Flux-tunable heat sink for quantum electric circuits

TL;DR

This paper demonstrates a tunable heat sink device for superconducting qubits, enabling efficient photon dissipation and potential rapid initialization of quantum states in superconducting microwave circuits.

Contribution

The authors experimentally realize a flux-tunable heat sink with coupled resonators, allowing on-demand control of photon dissipation in superconducting circuits.

Findings

Loaded quality factor tunable from >10^5 to a few thousand

Efficient photon dissipation when resonators are in resonance

Quantitative agreement with theoretical model

Abstract

Superconducting microwave circuits show great potential for practical quantum technological applications such as quantum information processing. However, fast and on-demand initialization of the quantum degrees of freedom in these devices remains a challenge.
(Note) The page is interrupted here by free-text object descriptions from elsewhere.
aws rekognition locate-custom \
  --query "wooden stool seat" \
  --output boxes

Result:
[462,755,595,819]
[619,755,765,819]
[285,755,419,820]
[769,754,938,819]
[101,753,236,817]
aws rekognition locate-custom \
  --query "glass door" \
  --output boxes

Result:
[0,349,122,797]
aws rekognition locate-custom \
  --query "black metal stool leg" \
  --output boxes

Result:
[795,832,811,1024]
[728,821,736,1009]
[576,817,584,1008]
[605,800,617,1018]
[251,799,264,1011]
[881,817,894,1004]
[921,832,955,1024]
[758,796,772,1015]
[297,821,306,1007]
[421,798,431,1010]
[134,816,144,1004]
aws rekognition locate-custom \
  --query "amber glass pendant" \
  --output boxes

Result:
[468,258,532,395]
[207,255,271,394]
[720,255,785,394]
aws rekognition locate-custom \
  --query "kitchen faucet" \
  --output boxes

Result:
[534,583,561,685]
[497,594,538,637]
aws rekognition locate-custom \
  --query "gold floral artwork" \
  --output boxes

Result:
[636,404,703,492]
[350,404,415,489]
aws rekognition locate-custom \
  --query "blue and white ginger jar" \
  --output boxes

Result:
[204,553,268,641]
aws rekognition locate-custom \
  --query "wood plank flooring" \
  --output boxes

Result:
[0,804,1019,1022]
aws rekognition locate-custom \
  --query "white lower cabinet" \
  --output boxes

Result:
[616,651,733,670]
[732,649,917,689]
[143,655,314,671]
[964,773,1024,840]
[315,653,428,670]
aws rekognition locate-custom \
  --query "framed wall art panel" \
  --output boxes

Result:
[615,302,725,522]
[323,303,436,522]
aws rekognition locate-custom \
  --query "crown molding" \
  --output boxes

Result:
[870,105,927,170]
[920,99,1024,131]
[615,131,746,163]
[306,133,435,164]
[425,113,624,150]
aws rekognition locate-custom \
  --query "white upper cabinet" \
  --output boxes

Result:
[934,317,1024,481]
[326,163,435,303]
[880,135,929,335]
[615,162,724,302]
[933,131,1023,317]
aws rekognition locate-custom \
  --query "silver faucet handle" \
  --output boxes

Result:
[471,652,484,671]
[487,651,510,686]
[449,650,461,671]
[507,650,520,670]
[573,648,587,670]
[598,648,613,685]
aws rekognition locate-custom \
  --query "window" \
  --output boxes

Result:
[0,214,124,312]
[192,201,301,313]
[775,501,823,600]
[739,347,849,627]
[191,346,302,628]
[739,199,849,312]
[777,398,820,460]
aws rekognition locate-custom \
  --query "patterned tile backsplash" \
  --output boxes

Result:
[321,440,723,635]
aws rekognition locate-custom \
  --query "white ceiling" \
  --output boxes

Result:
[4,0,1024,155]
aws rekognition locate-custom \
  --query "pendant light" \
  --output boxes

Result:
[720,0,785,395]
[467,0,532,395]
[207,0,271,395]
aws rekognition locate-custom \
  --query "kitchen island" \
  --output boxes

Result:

Here, we experimentally implement a tunable heat sink that is potentially suitable for the initialization of superconducting qubits. Our device consists of two coupled resonators. The first resonator has a high quality factor and a fixed frequency whereas the second resonator is designed to have a low quality factor and a tunable resonance frequency. We engineer the low quality factor using an on-chip resistor and the frequency tunability using a superconducting quantum interference device. When the two resonators are in resonance, the photons in the high-quality resonator can be efficiently dissipated. We show that the corresponding loaded quality factor can be tuned from above $10^5$ down to a few thousand at 10 GHz in good quantitative agreement with our theoretical model.